所有
我想要定义一个 int(987654321)< => [9,8,7,6,5,4,3,2,1] 转换器,如果int数的长度< 9 ,例如 10 该列表将 [0,0,0,0,0,0,0,1,0] ,如果长度> 9,例如9987654321,列表将是[9,9,8,7,6,5,4,3,2,1]
>>> i
987654321
>>> l
[9, 8, 7, 6, 5, 4, 3, 2, 1]
>>> z = [0]*(len(unit) - len(str(l)))
>>> z.extend(l)
>>> l = z
>>> unit
[100000000, 10000000, 1000000, 100000, 10000, 1000, 100, 10, 1]

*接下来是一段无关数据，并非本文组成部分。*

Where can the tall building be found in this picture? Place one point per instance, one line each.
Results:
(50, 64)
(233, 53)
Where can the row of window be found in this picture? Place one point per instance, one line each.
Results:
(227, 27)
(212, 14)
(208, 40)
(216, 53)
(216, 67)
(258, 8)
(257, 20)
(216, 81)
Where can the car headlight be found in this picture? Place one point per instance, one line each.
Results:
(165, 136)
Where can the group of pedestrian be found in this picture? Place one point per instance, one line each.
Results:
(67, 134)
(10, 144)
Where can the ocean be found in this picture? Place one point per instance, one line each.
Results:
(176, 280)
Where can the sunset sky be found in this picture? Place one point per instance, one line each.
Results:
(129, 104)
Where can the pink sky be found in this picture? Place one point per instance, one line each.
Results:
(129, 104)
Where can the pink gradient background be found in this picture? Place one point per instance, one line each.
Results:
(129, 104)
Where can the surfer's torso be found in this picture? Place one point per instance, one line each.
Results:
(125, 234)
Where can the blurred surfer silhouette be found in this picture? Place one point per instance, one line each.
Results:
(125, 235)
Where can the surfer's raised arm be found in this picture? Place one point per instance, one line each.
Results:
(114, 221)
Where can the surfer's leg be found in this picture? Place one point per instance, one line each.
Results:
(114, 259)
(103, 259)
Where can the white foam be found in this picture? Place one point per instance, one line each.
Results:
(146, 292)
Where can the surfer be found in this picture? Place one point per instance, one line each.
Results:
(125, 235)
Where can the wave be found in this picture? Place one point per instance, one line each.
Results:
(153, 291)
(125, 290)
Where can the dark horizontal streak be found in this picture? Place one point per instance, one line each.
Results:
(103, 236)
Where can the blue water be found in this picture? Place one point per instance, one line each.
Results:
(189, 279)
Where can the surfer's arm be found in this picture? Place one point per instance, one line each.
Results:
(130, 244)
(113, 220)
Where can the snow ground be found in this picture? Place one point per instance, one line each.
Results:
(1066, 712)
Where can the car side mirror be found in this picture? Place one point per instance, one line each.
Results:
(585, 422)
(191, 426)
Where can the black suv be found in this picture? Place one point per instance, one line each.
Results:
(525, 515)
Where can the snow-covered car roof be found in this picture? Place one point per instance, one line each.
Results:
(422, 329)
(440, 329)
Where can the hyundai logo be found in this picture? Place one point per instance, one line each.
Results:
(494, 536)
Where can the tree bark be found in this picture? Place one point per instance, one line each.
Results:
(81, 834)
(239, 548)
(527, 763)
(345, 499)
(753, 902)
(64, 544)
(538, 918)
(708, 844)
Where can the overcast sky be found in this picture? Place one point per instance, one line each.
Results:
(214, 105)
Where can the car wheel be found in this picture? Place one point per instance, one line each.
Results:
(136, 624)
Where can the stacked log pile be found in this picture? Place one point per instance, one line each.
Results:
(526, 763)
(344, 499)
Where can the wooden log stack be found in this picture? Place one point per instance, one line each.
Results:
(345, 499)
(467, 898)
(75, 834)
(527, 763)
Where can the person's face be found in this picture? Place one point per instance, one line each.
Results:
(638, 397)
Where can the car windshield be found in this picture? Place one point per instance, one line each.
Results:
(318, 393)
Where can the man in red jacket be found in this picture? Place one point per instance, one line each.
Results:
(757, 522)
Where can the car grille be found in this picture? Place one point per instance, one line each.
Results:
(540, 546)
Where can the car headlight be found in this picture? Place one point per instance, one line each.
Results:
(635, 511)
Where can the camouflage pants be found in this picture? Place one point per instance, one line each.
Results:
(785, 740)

>>> sum([x*y for x,y in zip(l, unit)])
987654321
>>> int("".join([str(x) for x in l]))
987654321
>>> l1 = [int(x) for x in str(i)]
>>> z = [0]*(len(unit) - len(str(l1)))
>>> z.extend(l1)
>>> l1 = z
>>> l1
[9, 8, 7, 6, 5, 4, 3, 2, 1]
>>> a = [i//x for x in unit]
>>> b = [a[x] - a[x-1]*10 for x in range(9)]
>>> if len(b) = len(a): b[0] = a[0] # fix the a[-1] issue
>>> b
[9, 8, 7, 6, 5, 4, 3, 2, 1]
我测试了以上解决方案,但发现那些可能不比我想要的更快/更简单,并且内部可能有长度相关的错误,任何人都可以与我分享这种转换的更好的解决方案?
谢谢!
答案 0 :(得分:10)
也许我错过了一些东西,但这不应该足够(没有价值检查)?
def int_to_list(i):
return [int(x) for x in str(i).zfill(9)]
def list_to_int(l):
return int("".join(str(x) for x in l))
参考: str.zfill
答案 1 :(得分:1)
那怎么样:
def int_to_list(num)
return list ("%010d" % num)
答案 2 :(得分:0)
def convert(number):
stringified_number = '%s' % number
if len(stringified_number) < 9:
stringified_number = stringified_number.zfill(9)
return [int(c) for c in stringified_number]
>>> convert(10)
[0, 0, 0, 0, 0, 0, 0, 1, 0]
>>> convert(987654321)
[9, 8, 7, 6, 5, 4, 3, 2, 1]
答案 3 :(得分:0)
按整数位 -
将任意长度的整数按顺序放入列表中a = 123456789123456789123456789123456789123456789123456789
j = len('{}'.format(a))
b = [0 for i in range(j)]
c = 0
while j > 0:
b [c] = a % 10**j // 10**(j-1)
j = j-1
c = c + 1
print(b)
输出 -
[1,2,3,4,5,6,7,8,9,1,2,3,4,5,6,7,8,9,1,2,3,4,5, 6,7,8,9,1,2,3,4,5,6,7,8,9,1,2,3,4,5,6,7,8,9,1,2,3, 4,5,6,7,8,9]
您可以将条件放在j上,以便将替代分配放到b。